本企画には描く時代などの制約があったようで、本作では1965年のパリ郊外が舞台になっている。中心となるのは『ネネットとボニ』と同じ兄妹(同じ役者)だが、本作では妹の視点により重心が置かれている。マルティーヌは友人たちとのパーティーに行きたいが、母親の許しを得られず、兄アランに同行してもらう。しかし兄妹はどちらもその場に馴染めず、真夜中に帰路につく。しばらく歩いていると、アメリカ人兵士に出会う。。

アメリカ人兵士をヴィンセント・ギャロが演じているなど、『ネネットとボニ』と共通する要素も多いが、描いているテーマは大きく異なる。本作ではアメリカ文化への憧れを漂わせながら、パリ郊外に暮らすこと、まだ大人になりきれないことなど、決して中心へは到達できない状況が描かれる。それらは解決されないものの、夜明けとともに肯定的に描かれるのが印象的だった。
muscle
-
一人の時間を持て余す子どもたちがドゥニの映画では本当によく出てくる。しかし彼らも誰かと触れ合いたい。そうして、行き場のないパーティー場面が生まれる。出会いの場面が頻出することのめんどくささなんのその。一周してマジでラブ&ポップみたいな映画が出来上がる。
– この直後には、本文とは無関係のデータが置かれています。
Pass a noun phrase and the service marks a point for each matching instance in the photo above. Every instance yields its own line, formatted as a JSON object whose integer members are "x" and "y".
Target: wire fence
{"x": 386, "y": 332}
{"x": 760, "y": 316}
空を見上げて鼻歌を歌う場面が素晴らしい。なんていうか、シンプルで誰にでも(こんなマニアックな映画を見るような人なら)共感できるような、映画であった。
どこにもいけない、何にもならない朝を迎えてエンディング。初めてドゥニの映画で心からノレた。
t
4.5
青春についての私的大傑作となった。冒険したい年頃の田舎女子2人が夜のクラブに繰り出す。このクラブでの疎外感、タバコの使い方、ギャロとの出会い…洋楽に乗せて突き刺してくる冷たさ当て所なさ。ラストカットの虚無。パーフェクト。
兄が踊り狂うシーンにジャームッシュ処女作・件のシーンを想起。何気にアンヌヴィアゼムスキーが脚本書いてるのか。